Back in Nigeria, Okojie couldn’t find work. Before his departure, he’d studied business administration at university, but there was no money to continue. Desperate to return to his family in Spain, beset by requests to be guided north, Okojie said he finally decided, “I have to move.”

Twenty-six people moved with him, from Nigeria to Mali to Niger. But the Land Cruiser they hired to take them into Algeria became lost in the braided sand tracks that crisscross the Sahara. The truck strayed into Libya. “A journey that was supposed to take us two or three days
took us two weeks,” Okojie said.

Food and water soon ran out. As the weakest died, their bodies were thrown from the truck, he said. One girl in the group had saved a bottle of 7-Up for herself for days. Near the end, she chose to give this last bit of liquid to the driver, Okojie recalled, begging him, “Take us out of this desert.”

“She died,” he said. “Everybody died … save two.”

Libyan police found Okojie and one other man in a patch of desert littered with bodies, he said. One of the officers was so appalled by the scene that he recorded it, giving a copy of the file to Okojie, he said.

The surviving pair was treated for severe dehydration, he said, before authorities threw them into a jail for illegal immigrants. Okojie said he escaped earlier this year, alongside hundreds of others who staged a jailbreak. He then made his way to Morocco, carrying little more than a crucifix he hopes to give his son, and his video record of the dead.

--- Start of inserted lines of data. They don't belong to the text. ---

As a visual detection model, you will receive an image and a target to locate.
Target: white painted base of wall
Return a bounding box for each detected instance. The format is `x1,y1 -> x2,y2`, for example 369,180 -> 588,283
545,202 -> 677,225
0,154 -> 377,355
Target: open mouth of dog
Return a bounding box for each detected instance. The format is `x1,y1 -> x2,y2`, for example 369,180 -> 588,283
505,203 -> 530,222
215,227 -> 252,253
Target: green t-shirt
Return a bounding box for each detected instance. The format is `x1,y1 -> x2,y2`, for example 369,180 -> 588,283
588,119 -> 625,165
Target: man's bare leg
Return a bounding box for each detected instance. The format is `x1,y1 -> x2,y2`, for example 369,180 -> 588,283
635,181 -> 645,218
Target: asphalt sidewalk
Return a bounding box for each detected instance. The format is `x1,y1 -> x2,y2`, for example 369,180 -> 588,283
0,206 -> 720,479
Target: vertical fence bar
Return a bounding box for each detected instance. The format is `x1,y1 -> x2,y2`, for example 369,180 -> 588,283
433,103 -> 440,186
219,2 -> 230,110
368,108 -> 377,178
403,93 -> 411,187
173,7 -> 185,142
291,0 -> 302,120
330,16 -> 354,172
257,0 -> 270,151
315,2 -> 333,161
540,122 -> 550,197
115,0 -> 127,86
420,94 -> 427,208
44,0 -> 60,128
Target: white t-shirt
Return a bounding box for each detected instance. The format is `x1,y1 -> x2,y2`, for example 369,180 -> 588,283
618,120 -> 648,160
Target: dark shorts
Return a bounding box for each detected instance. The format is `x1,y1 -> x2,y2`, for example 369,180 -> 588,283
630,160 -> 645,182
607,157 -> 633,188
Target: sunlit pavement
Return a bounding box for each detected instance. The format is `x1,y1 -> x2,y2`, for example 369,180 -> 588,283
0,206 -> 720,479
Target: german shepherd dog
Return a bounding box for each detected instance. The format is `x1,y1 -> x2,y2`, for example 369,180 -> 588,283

The final image in the phone is of Okojie himself, being drenched with water outside a medical clinic. He is seated on a concrete step, head down, his skin glinting like wet granite. His lean frame doesn’t resemble a famine victim so much as a marathoner — or, as Okojie puts it, “a soldier.”

His lonely war with distance is waged with a singular yet familiar goal. “To be with my family and live a wonderful good life with them.

A good life, a good job,” he said. “That’s my dream.”